Farkında olmak yetmez
İsa Yusuf Alptekin… Hak davası için durmadan çalışan bu değerli insanın hayatına baktığımızda gıpta etmemek elde değildir. İsa Bey’in mücadelesi, hayatına ve ailesine yansımıştır.
Her 17 Aralık geldiğinde ilgili sivil toplum kuruluşu örgütleri ve Doğu Türkistan sevdalıları bu ismi anmaktadır. İsa Bey'in hayat ve mücadele hikâyesi üzerinde çok şükür ki kapsamlı çalışmalar mevcuttur. İki ciltlik ve geniş kapsamlı çalışmalarından dolayı Ömer Kul Beyefendi'ye minnettarız. İsa Bey ve Doğu Türkistan’la ilgili yorulmadan, dur durak bilmeden çalışan Ömer Hoca ile irtibata geçip, İsa Bey'le ilgili çok duyulmayan anıları anlatmasını rica ettik:
Sene 1948… İsa Bey ve arkadaşları Doğu Türkistan’da hükümette görevlendirilmişler. Doktor Mesut Sabri Baykozi Hükümet Başkanı, İsa Bey ise Hükümet Genel Sekreteri olmuş. Her alanda geri bırakılmış toplumu eğitebilmek gayesiyle bir eğitim seferberliği başlatırlar. Bu dönemde oğlu Erkin Alptekin o zamanlar daha çocuk. Babasından bir bisiklet ister. Babası da “Oğlum haklısın, bisiklet kullanmak sizin de hakkınız ama Çinliler bizim milletimizi her alanda geri bıraktı, sana bisiklet alacağımız parayı, gel biz bu kampanyaya verelim” der. Bunun üzerine oğlu Erkin Alptekin “Tabii ki” der. Bisiklet alacakları parayı kampanyaya verirler. Öyle babanın böyle oğlundan ancak bu beklenirdi.
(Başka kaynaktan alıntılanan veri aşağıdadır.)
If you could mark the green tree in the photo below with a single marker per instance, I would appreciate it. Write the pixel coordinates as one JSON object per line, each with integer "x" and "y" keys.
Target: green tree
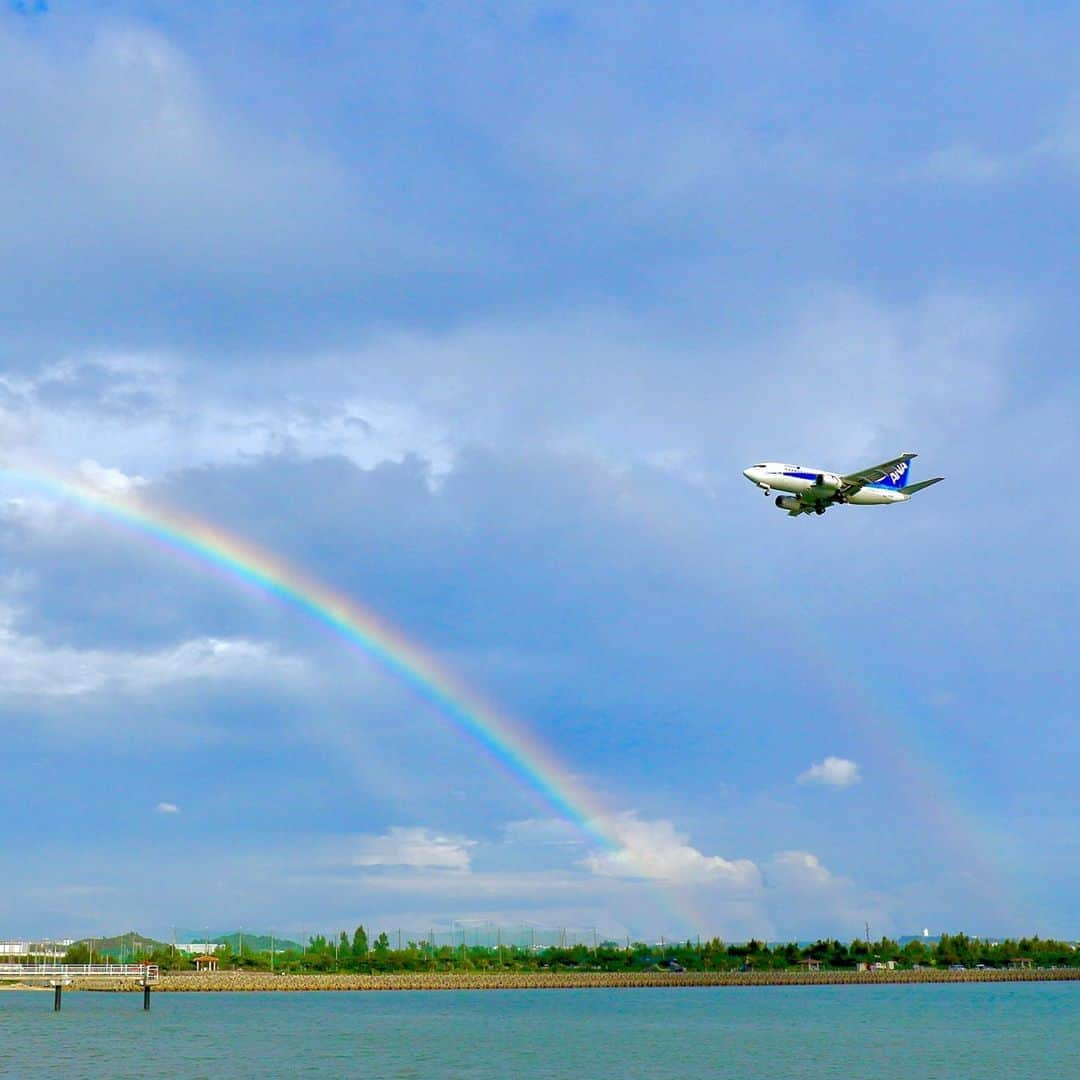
{"x": 360, "y": 943}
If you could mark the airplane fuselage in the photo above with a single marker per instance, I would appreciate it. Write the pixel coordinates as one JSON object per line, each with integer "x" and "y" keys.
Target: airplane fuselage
{"x": 804, "y": 480}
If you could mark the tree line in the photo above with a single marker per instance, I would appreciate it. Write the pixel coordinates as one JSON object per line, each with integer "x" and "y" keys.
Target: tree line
{"x": 363, "y": 955}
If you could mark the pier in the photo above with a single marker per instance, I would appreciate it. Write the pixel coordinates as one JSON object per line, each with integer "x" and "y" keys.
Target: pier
{"x": 59, "y": 975}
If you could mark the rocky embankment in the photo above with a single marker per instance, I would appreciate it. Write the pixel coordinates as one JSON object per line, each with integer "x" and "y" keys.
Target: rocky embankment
{"x": 536, "y": 981}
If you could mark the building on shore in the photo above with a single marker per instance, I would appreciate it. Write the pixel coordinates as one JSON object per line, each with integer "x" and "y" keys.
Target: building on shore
{"x": 41, "y": 949}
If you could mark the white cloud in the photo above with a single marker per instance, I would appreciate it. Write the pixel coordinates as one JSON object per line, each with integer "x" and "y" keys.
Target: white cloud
{"x": 657, "y": 851}
{"x": 832, "y": 772}
{"x": 798, "y": 869}
{"x": 31, "y": 669}
{"x": 417, "y": 847}
{"x": 109, "y": 481}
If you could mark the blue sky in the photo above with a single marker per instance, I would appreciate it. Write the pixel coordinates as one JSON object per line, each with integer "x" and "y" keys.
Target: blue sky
{"x": 476, "y": 312}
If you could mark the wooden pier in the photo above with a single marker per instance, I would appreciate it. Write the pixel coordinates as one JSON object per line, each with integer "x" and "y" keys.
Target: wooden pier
{"x": 58, "y": 975}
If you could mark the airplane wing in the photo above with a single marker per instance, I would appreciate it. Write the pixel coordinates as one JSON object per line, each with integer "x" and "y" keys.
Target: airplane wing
{"x": 873, "y": 475}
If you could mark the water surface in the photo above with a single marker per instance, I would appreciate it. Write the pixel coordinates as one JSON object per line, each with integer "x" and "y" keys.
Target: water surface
{"x": 1023, "y": 1030}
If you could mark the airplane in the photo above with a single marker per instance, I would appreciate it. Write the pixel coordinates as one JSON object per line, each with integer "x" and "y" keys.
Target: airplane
{"x": 813, "y": 490}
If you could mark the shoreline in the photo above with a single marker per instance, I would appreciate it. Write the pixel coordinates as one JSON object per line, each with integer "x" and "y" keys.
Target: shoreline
{"x": 264, "y": 982}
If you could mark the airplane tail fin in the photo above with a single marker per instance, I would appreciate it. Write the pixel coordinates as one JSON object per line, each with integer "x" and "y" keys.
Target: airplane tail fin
{"x": 912, "y": 488}
{"x": 899, "y": 475}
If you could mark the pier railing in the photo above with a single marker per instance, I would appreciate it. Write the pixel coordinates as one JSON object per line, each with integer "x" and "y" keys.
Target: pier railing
{"x": 144, "y": 972}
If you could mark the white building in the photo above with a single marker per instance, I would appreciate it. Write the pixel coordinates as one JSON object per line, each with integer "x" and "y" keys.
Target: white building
{"x": 43, "y": 949}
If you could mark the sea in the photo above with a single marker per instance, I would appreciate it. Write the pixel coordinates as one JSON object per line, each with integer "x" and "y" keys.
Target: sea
{"x": 1021, "y": 1030}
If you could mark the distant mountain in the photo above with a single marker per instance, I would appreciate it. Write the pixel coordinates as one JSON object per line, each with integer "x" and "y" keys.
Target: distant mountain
{"x": 256, "y": 943}
{"x": 127, "y": 943}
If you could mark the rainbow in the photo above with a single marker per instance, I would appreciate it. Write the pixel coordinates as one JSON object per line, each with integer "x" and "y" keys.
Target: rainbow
{"x": 505, "y": 741}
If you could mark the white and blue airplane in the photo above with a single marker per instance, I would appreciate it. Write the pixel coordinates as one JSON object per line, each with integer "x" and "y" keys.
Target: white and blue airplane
{"x": 814, "y": 490}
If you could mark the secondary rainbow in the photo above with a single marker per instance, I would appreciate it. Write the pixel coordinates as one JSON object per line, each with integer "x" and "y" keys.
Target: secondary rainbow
{"x": 507, "y": 741}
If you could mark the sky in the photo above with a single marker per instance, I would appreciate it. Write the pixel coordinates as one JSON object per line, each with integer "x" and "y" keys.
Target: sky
{"x": 474, "y": 313}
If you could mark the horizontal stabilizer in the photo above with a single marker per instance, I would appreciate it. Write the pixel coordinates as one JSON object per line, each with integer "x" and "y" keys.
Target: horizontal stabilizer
{"x": 912, "y": 488}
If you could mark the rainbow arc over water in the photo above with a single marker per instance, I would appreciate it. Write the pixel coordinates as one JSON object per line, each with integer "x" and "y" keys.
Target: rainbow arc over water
{"x": 507, "y": 741}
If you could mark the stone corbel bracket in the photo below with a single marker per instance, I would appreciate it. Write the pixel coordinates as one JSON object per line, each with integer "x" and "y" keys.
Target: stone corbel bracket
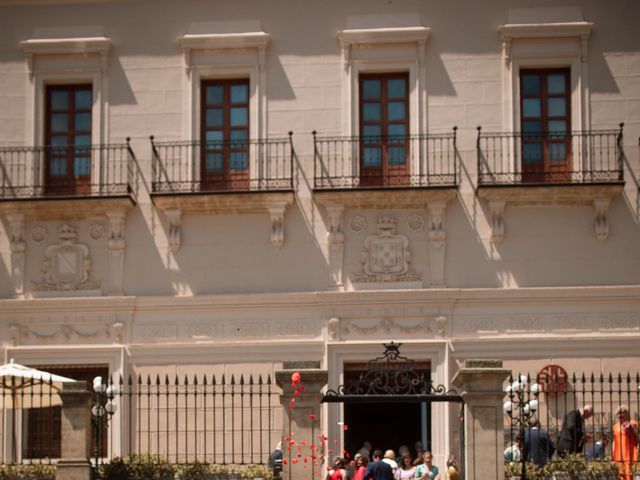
{"x": 276, "y": 213}
{"x": 437, "y": 236}
{"x": 601, "y": 218}
{"x": 336, "y": 245}
{"x": 496, "y": 212}
{"x": 174, "y": 216}
{"x": 18, "y": 248}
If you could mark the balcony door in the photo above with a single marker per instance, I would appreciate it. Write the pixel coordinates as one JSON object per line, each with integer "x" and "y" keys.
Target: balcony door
{"x": 384, "y": 129}
{"x": 545, "y": 125}
{"x": 68, "y": 139}
{"x": 224, "y": 154}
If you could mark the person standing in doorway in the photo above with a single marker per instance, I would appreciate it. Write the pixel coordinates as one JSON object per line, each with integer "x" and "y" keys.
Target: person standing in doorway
{"x": 625, "y": 443}
{"x": 378, "y": 470}
{"x": 572, "y": 436}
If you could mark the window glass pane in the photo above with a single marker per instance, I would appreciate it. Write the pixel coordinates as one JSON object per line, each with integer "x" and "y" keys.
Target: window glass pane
{"x": 81, "y": 166}
{"x": 556, "y": 83}
{"x": 238, "y": 161}
{"x": 214, "y": 137}
{"x": 531, "y": 107}
{"x": 397, "y": 131}
{"x": 531, "y": 85}
{"x": 397, "y": 155}
{"x": 557, "y": 152}
{"x": 556, "y": 107}
{"x": 83, "y": 121}
{"x": 213, "y": 162}
{"x": 239, "y": 93}
{"x": 58, "y": 166}
{"x": 532, "y": 153}
{"x": 532, "y": 127}
{"x": 83, "y": 99}
{"x": 396, "y": 111}
{"x": 239, "y": 116}
{"x": 215, "y": 117}
{"x": 59, "y": 122}
{"x": 215, "y": 94}
{"x": 396, "y": 88}
{"x": 82, "y": 141}
{"x": 59, "y": 100}
{"x": 557, "y": 126}
{"x": 372, "y": 157}
{"x": 371, "y": 112}
{"x": 371, "y": 89}
{"x": 372, "y": 131}
{"x": 59, "y": 140}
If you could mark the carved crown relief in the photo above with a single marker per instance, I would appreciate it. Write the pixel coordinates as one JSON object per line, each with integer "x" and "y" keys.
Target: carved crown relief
{"x": 67, "y": 265}
{"x": 386, "y": 257}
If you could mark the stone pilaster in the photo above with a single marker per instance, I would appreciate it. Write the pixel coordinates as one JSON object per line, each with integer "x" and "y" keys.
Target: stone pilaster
{"x": 75, "y": 449}
{"x": 301, "y": 420}
{"x": 480, "y": 383}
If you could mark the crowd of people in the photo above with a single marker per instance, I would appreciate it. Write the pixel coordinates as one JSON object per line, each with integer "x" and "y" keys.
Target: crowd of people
{"x": 536, "y": 446}
{"x": 370, "y": 464}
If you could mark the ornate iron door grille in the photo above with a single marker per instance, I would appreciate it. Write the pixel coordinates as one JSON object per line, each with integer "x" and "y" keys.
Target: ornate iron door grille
{"x": 391, "y": 378}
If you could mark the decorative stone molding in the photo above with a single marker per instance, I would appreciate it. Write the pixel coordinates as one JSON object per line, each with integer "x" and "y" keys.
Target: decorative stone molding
{"x": 415, "y": 223}
{"x": 601, "y": 220}
{"x": 226, "y": 41}
{"x": 276, "y": 213}
{"x": 336, "y": 246}
{"x": 13, "y": 335}
{"x": 496, "y": 212}
{"x": 357, "y": 224}
{"x": 39, "y": 233}
{"x": 386, "y": 257}
{"x": 96, "y": 231}
{"x": 18, "y": 248}
{"x": 333, "y": 329}
{"x": 388, "y": 326}
{"x": 48, "y": 334}
{"x": 118, "y": 332}
{"x": 67, "y": 265}
{"x": 116, "y": 247}
{"x": 174, "y": 216}
{"x": 437, "y": 237}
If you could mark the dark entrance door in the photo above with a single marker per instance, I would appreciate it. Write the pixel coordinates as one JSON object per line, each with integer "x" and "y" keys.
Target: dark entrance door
{"x": 385, "y": 426}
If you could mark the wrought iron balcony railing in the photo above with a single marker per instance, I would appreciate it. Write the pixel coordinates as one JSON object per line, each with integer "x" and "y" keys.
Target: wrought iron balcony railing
{"x": 415, "y": 161}
{"x": 235, "y": 166}
{"x": 67, "y": 171}
{"x": 586, "y": 157}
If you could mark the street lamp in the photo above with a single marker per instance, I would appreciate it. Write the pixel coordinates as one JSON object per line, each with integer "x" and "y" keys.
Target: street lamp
{"x": 521, "y": 406}
{"x": 103, "y": 409}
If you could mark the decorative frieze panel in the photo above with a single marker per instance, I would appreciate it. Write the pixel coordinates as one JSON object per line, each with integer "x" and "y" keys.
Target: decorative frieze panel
{"x": 495, "y": 325}
{"x": 67, "y": 265}
{"x": 386, "y": 257}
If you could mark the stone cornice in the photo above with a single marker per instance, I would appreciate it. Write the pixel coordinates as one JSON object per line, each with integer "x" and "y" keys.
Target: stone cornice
{"x": 629, "y": 294}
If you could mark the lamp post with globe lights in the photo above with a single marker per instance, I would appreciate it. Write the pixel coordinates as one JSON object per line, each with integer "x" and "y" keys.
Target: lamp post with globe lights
{"x": 521, "y": 406}
{"x": 103, "y": 409}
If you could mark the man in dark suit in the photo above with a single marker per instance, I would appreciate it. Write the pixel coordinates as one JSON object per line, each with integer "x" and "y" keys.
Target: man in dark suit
{"x": 572, "y": 436}
{"x": 378, "y": 470}
{"x": 538, "y": 447}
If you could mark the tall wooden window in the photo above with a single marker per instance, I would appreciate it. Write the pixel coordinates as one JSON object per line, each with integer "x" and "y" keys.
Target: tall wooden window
{"x": 225, "y": 135}
{"x": 545, "y": 106}
{"x": 68, "y": 139}
{"x": 384, "y": 129}
{"x": 42, "y": 425}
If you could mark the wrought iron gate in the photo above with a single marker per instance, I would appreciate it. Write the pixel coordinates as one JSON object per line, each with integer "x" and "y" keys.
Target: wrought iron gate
{"x": 395, "y": 379}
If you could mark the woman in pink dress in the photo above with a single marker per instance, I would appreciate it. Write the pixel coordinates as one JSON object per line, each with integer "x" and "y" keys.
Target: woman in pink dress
{"x": 406, "y": 470}
{"x": 361, "y": 467}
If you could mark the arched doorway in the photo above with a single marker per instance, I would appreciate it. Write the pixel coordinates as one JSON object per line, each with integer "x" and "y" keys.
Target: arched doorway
{"x": 387, "y": 401}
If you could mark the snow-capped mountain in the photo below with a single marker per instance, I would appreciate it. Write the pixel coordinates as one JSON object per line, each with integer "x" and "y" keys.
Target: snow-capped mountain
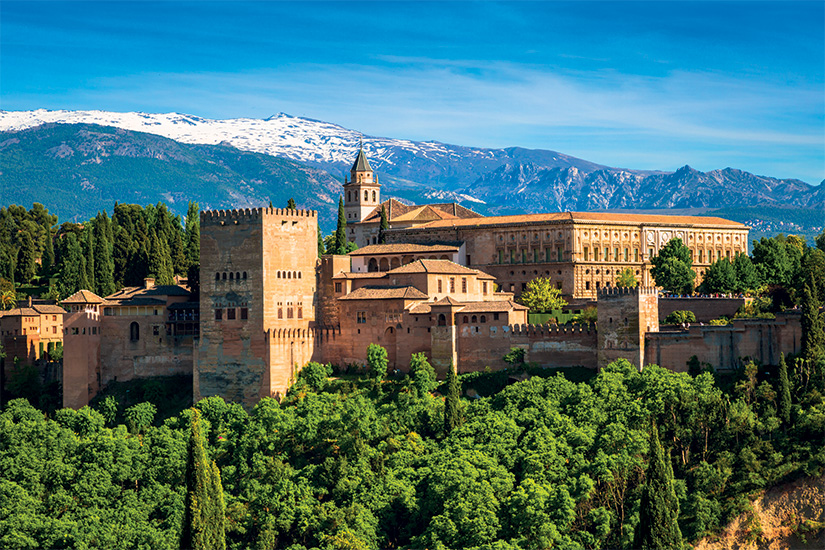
{"x": 320, "y": 144}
İsa Bey, vatan millet davasına kazandığı her şeyi harcayan birisidir. Bu da evini ihmal etmesine sebep oluyordu. Hanımı Fatma Alptekin “Ayda bir kilo dahi evimize et girmezdi” derdi. Erkin Bey derdi ki “Hocam (Ömer Kul) ben sordum babama, neden böyle yaptın, maaşı olan da birisiydin. Babam, oğlum dergi, gazete çıkarıyorduk, öğrencilere yardım ediyorduk. Ne gelirimiz varsa ben de onlara harcıyordum. Evet haklısınız sizi ihmal ettim. Ama vatan millet davası için sizi ihmal ettim” derdi. İsa Bey işte böyle bir adamdı.
Komünist işgali sonrasında Hindistan’a geldiklerinde, Amerikalı diplomatlar İsa Bey’e ve Mehmet Emin Buğra’ya, kendilerini aileleri ile birlikte Amerika’ya götürme teklifinde bulundular. Amerikan vatandaşlığı vermek dahil, maaş ve araba vermek sözü verilir. Karşılığında sadece üniversite ve sivil toplum kuruluşlarında komünizmin nasıl bir melanet olduğuna dair konferans vermelerini isterler. İsa Bey “Peki bizimle beraber çıkacak olan diğer soydaşlarımız ne olacak?” diye sorar. Amerikalıların, bizim sadece Alptekin ve Buğra ailesini götürme iznimiz var dediklerinde İsa Bey bu teklifi kabul etmez.
Bu teklifi kabul etmediği dönemde, İsa Bey'in aslında ayakkabı ve üzerine mont alacak parası dahi yoktur. Buna rağmen diğer soydaşları ile birlikte gidemediği için teklifi reddeder.
İsa Bey ve arkadaşlarının mücadelesi çok şükür ki bugün de devam etmekte. Bu işte öncülük eden İsa Yusuf Alptekin Vakfı, İsa Bey'in ansını yaşatmakla beraber Doğu Türkistan davasına da hizmet etmektedir.
İşte İsa Bey'in örnek şahsiyetinden gördüğümüz üzere Doğu Türkistan için farkında olmak yeterli değildir. Harekete geçmek, bir şeyler yapmak lazımdır. En azından İsa Yusuf Alptekin Vakfı Başkanı ve Türkiyat Araştırmalar Enstitüsü Türk Tarih Anabilim Dalı Başkanı Doçent Dr. Ömer Kul’un, Rumuz Yayınevinden çıkardığı ‘100 soruda Doğu Türkistan’ kitabını almakla hem bilgi sahibi olmuş hem de Uygur öğrencilere burs katkısında bulunmuş olursunuz. İnternet ve kitapçılardan aldığınız bu kitap, Uygur öğrenci kardeşlerimize burs olarak yansıyacaktır.